Look to see what research went into writing the website's content. If a "works cited" or "reference" list is present, you know that the author did his research. You should also examine some of the links in this list to see if other credible sources are reporting the same information. If the author does not refer to where he got his information and if he is not an expert in his field, the website is not credible.

Date of Article

Look at when the article on the website was written, or when the content of the website was last updated. If you don't see a date anywhere but the article refers to old news as if it were current or if it contains many dead links, chances are the website hasn't been updated in a while.
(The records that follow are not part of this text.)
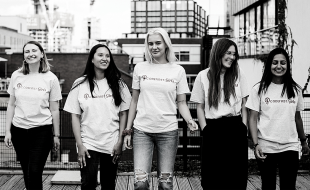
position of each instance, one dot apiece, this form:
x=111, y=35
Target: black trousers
x=89, y=172
x=287, y=162
x=32, y=147
x=225, y=152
It's important to determine the date because even if the information was credible at one point, new research may have made the information obsolete.

Type of Website

Look for educational websites (those that end in ".edu") or government websites (those that end in ".gov"), as the information provided on these sites is more likely to be credible. Of course, you still need to investigate who wrote the content. For example, a student may have written an article, on a topic that he knows very little about, published through his college's server. Other websites, such as those made by individuals, businesses and organizations, commonly end in ".com," ".org" or ".net." Many of these websites do contain credible information, but just as many don't. Be wary of business websites as they often contain biased information to encourage you to purchase their products. Also, many individuals create websites as hobbies and may have no more expertise on the topics they are writing about than you do.